Spirits, beasts and ghostly rade
Open now the Way of the Dead
Wild horde of witch and shade
Open the Way that’s Huntsman-led.

I no longer felt like bearing witness to whatever this was. It was fascinating but, in the lure of their light, I had forgotten where I was and why I was here. I could no longer hear the screams of the tour and felt a sudden need to get back to the group I knew. The spectacle was enticing but I had a feeling that it was better enjoyed from within their circle. On the outside, I might find myself prey to something else.

Not wanting to make a sound or give away my location with the light of my phone, I walked backwards slowly down a side passage, as cautiously as I could, the echo of the woman’s chant following me as I made my retreat.

Cavalcade of Fellows all
Ride ye forth with Devil’s speed
Ride ye forth at Midnight’s call
By Night-Mare’s hoof and spirit-steed.

By flight of moth by bat and owl,
By spirit path and old Corpse Way
By Hunter’s horn and black hound’s howl
By haunted track and ancient Ley.

Her chant was loud. My increasing distance seemed to have no effect on its power. The walls carried it without diminution. I couldn’t be the only one hearing her.

Her words were distracting. As I bent my ears to try and hear the more familiar screams of Hallowe’en thrill, my mind kept focussing back on the meaning of her rhyme. I couldn’t tear my mind away from the call.

Go ye forth in the Old One’s Name
Throughout and about, without and within
By the light of the Devil’s flame
Let the Wild Hunt begin!

I turned and began to walk at pace now. The darkness still slowed me down but, feeling like I was now some distance away, I decided to pick up some speed.

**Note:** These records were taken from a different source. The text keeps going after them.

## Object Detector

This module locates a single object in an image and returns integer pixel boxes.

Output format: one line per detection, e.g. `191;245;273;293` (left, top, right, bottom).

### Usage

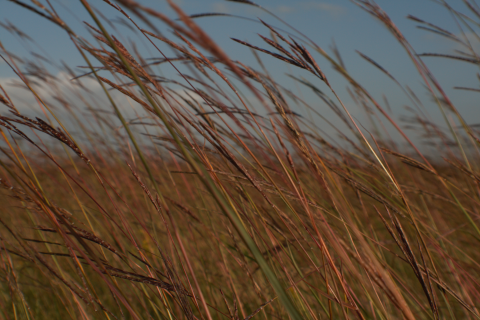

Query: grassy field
0;0;480;320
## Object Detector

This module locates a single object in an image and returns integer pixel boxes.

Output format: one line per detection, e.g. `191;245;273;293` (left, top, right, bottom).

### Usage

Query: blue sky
0;0;480;146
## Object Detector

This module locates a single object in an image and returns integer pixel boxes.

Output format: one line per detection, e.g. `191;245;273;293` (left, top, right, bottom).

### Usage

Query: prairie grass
0;0;480;320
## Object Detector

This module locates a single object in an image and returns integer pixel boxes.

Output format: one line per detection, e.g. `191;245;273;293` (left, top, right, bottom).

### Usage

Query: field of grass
0;0;480;320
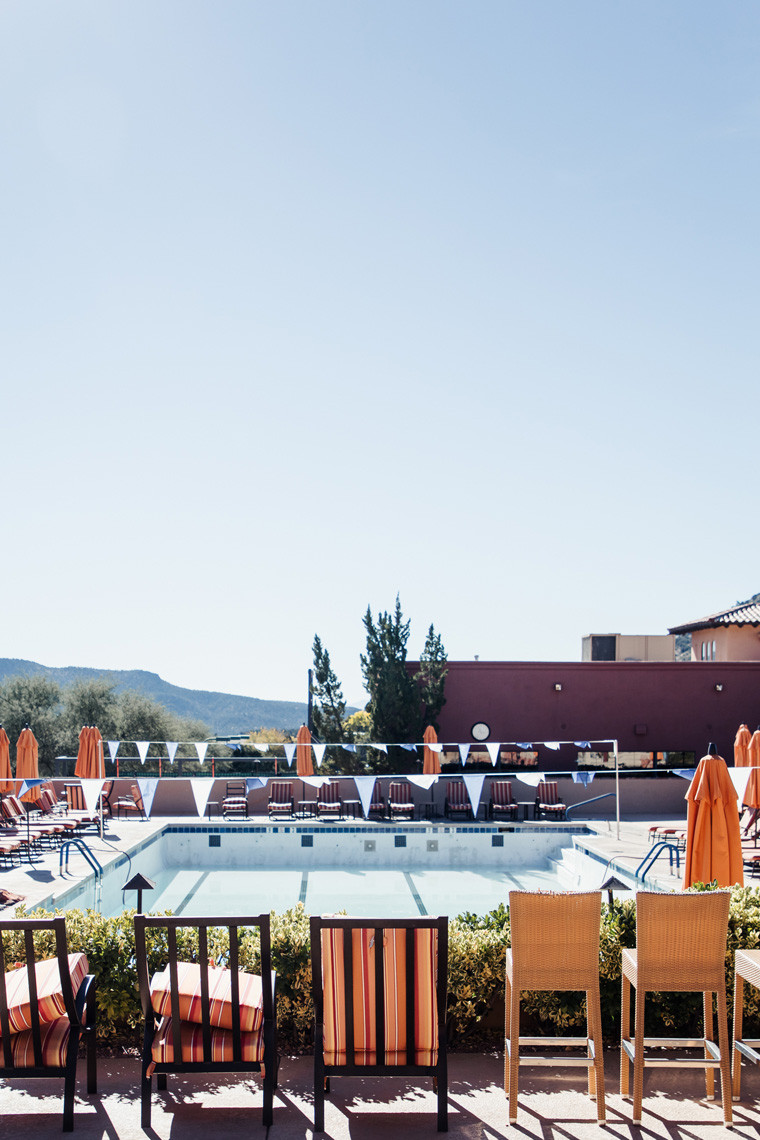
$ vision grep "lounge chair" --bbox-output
[317,781,343,819]
[115,783,147,820]
[443,780,474,820]
[311,917,448,1132]
[488,780,520,820]
[620,890,732,1125]
[134,914,277,1129]
[268,780,295,819]
[536,780,567,820]
[387,781,415,820]
[504,890,605,1124]
[0,917,97,1134]
[222,780,248,820]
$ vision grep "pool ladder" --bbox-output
[58,839,103,882]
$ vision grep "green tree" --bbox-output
[414,625,448,732]
[0,673,66,775]
[361,595,422,768]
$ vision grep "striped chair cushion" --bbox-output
[150,1017,264,1065]
[150,962,263,1033]
[0,1017,71,1068]
[321,928,438,1065]
[6,954,89,1033]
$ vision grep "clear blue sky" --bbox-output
[0,0,760,703]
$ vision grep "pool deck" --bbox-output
[0,1049,760,1140]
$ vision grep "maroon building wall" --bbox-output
[439,661,760,770]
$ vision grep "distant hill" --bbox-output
[0,657,307,736]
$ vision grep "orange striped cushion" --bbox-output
[150,1017,264,1065]
[6,954,89,1033]
[150,962,264,1033]
[5,1017,71,1068]
[321,928,438,1065]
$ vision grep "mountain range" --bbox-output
[0,657,307,736]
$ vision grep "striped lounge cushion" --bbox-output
[5,1017,71,1068]
[6,954,89,1033]
[321,928,438,1065]
[150,962,263,1033]
[150,1017,264,1065]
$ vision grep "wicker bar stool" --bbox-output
[620,890,732,1124]
[504,890,605,1124]
[734,950,760,1100]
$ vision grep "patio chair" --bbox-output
[488,780,518,820]
[443,780,474,820]
[317,781,343,819]
[504,890,605,1124]
[115,783,148,820]
[387,781,415,820]
[536,780,567,820]
[134,914,277,1129]
[311,917,448,1132]
[0,915,97,1132]
[268,781,295,819]
[620,890,732,1124]
[222,780,248,820]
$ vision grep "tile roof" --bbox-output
[668,594,760,634]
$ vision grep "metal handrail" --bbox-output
[58,839,103,879]
[636,839,680,882]
[565,791,615,820]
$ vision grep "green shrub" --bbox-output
[10,887,760,1052]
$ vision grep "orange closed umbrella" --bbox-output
[423,724,441,776]
[295,724,314,776]
[0,725,16,792]
[684,755,744,890]
[734,724,760,768]
[16,725,40,804]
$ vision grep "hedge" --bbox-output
[9,887,760,1052]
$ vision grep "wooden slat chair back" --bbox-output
[504,890,605,1124]
[489,780,517,820]
[134,914,277,1129]
[620,890,732,1124]
[269,781,295,815]
[311,915,448,1132]
[536,780,566,820]
[0,915,97,1132]
[317,781,343,815]
[222,780,248,820]
[387,780,415,819]
[443,780,472,816]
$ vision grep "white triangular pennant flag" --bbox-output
[461,773,485,819]
[188,776,214,817]
[81,780,105,815]
[353,776,377,820]
[137,776,158,819]
[515,772,544,788]
[407,775,438,789]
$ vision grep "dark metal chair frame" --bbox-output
[134,914,277,1129]
[310,915,449,1132]
[0,915,98,1132]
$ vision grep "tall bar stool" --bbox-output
[620,890,732,1124]
[504,890,605,1124]
[734,950,760,1100]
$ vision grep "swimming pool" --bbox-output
[43,824,633,918]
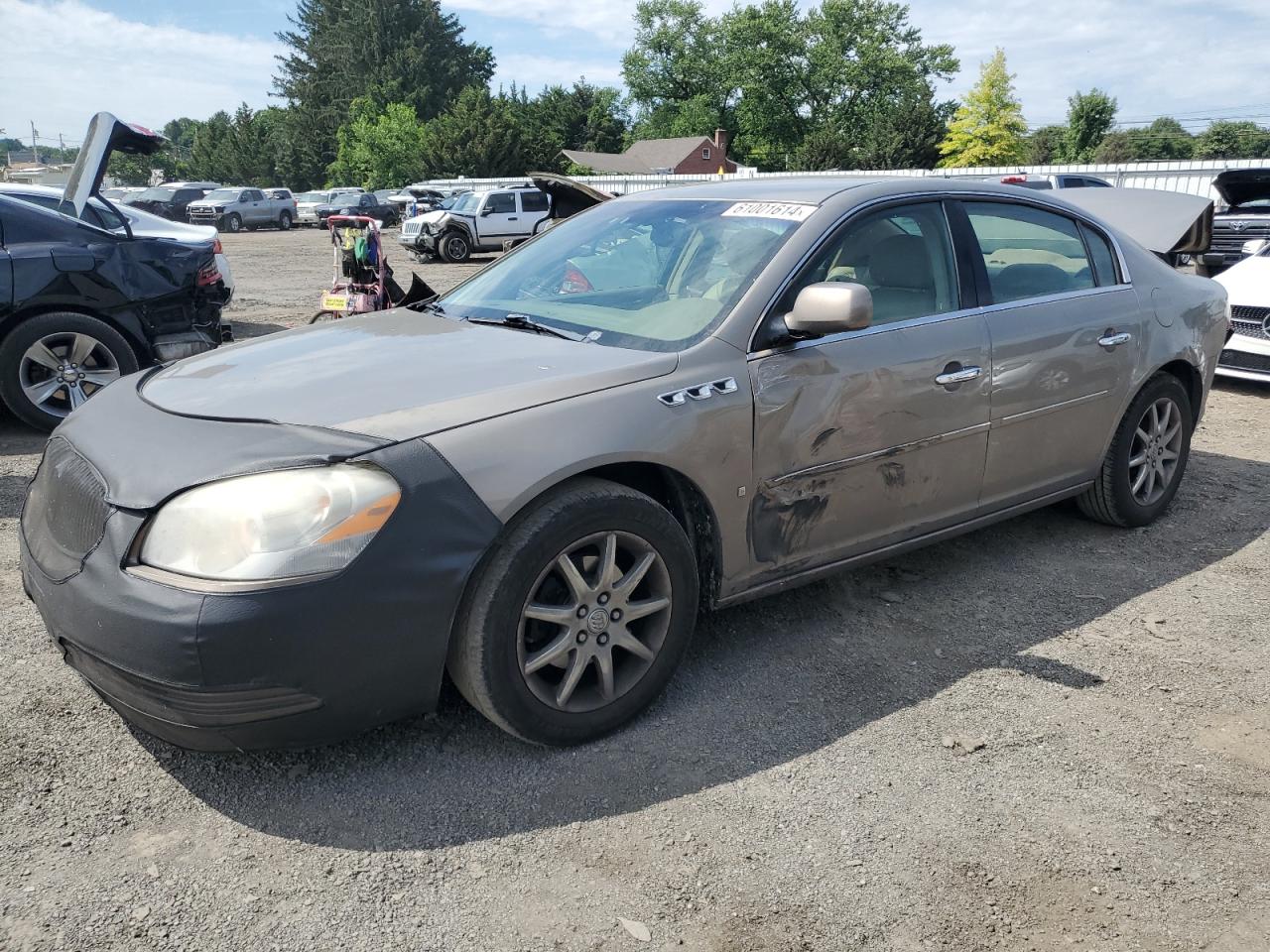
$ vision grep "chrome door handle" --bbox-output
[935,367,983,387]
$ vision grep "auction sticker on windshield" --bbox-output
[722,202,816,221]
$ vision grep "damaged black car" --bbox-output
[0,113,228,430]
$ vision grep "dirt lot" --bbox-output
[0,232,1270,952]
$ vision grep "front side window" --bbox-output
[964,202,1094,303]
[440,199,799,350]
[485,191,516,214]
[777,202,960,323]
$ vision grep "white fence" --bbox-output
[430,159,1270,200]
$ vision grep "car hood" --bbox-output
[63,113,167,218]
[141,308,679,440]
[1053,187,1212,254]
[1212,254,1270,307]
[530,172,612,218]
[1212,169,1270,208]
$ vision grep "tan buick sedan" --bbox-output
[22,178,1226,749]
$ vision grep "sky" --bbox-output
[0,0,1270,151]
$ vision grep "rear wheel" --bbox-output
[0,312,137,430]
[448,480,698,745]
[437,231,472,264]
[1077,373,1195,527]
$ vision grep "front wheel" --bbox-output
[448,479,698,745]
[1076,373,1195,528]
[437,231,472,264]
[0,312,137,430]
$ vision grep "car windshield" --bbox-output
[440,199,812,350]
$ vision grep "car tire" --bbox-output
[0,311,137,430]
[437,231,472,264]
[447,479,698,745]
[1076,373,1195,528]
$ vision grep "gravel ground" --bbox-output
[0,232,1270,952]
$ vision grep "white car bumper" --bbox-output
[1216,330,1270,382]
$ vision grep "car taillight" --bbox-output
[194,264,221,289]
[560,264,595,295]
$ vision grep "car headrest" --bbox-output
[869,235,935,291]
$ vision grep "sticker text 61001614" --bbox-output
[722,202,816,221]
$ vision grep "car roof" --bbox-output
[615,176,1072,204]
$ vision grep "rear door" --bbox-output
[749,198,990,571]
[953,199,1144,508]
[516,187,552,237]
[476,191,521,245]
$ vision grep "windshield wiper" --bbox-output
[466,313,590,343]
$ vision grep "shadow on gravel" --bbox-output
[139,452,1270,849]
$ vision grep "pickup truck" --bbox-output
[188,187,296,232]
[398,185,552,262]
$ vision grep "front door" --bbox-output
[962,202,1143,508]
[749,200,990,574]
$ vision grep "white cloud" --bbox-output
[0,0,280,142]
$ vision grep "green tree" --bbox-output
[274,0,494,186]
[1024,126,1067,165]
[1093,131,1137,164]
[330,99,425,190]
[622,0,957,169]
[423,85,526,178]
[940,49,1028,168]
[1195,119,1270,159]
[1063,87,1116,163]
[1129,115,1195,162]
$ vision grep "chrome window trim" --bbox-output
[745,191,1133,361]
[745,285,1133,361]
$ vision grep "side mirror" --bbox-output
[785,281,872,337]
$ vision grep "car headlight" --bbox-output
[140,463,401,581]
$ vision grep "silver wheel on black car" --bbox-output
[439,231,472,264]
[448,480,698,744]
[0,313,137,430]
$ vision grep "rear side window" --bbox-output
[521,191,548,212]
[965,202,1093,303]
[1080,225,1120,287]
[485,191,516,214]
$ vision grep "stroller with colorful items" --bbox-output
[310,214,436,323]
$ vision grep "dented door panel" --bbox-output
[749,313,990,581]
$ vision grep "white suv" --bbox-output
[398,185,552,262]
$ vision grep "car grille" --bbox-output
[1216,350,1270,373]
[1230,304,1270,340]
[22,436,112,581]
[1209,216,1270,258]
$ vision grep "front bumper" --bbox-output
[1216,334,1270,381]
[19,378,500,750]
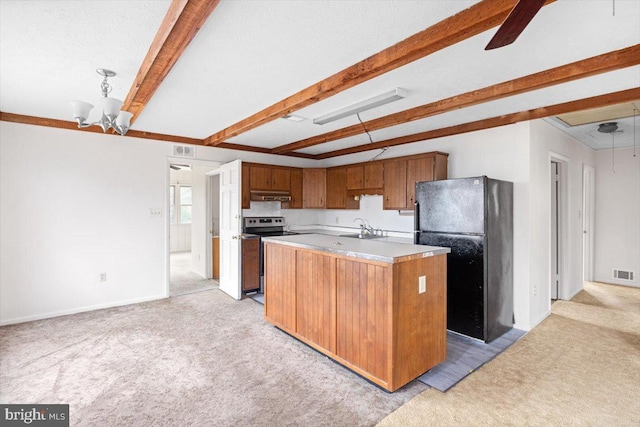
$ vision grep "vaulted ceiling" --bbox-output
[0,0,640,159]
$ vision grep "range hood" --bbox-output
[251,190,291,202]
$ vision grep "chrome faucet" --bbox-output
[353,218,375,236]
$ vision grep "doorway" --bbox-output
[167,159,219,297]
[582,165,596,282]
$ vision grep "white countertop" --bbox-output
[262,234,451,263]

The horn sounded again in the distance and I heard the scurrying sounds of nocturnal creatures again. Holding my hand to the wall to guide my way, I felt something unknown crawl over my knuckles and I ripped my hand away from the cold chalk surface. I wasn’t the only thing in here that was regretting its recent arrival.

Behind me I could hear something new. I turned to see a low light moving towards the end of the tunnel and felt a presence just out of sight. Whatever it was made a noise that was oddly familiar. It sounded like a bull, or a horse maybe — the breathy gesture of a large beast. There were certainly no bulls down here, though. As labyrinthine as it was, this was no Minotaur’s lair.

I heard hooves next but not a cantor. This was a biped. Other footsteps joined it. I assumed the enchanted circle, previously fixated on their atavistic ritual, were no longer so still and distracted.

I stopped for a moment, the cold sweat running down my back halting me in my tracks. The chanting had stopped now too but something was getting nearer. I

n the distance, I heard a yelp, choked by laughter. The tour group was close but I wasn’t close enough. I tried to call out but the words were stuck in my throat.

The horn again. Drums now too. Screams and shouts. My legs are shaking underneath me. I felt like prey and, at the same time, like I am being driven from this place, like a herded lamb being rounded up for the slaughter.

Life had been beckoned into this dark corridor and now death had emerged to chase it out. Soon there would be nothing left, once again, except darkness itself.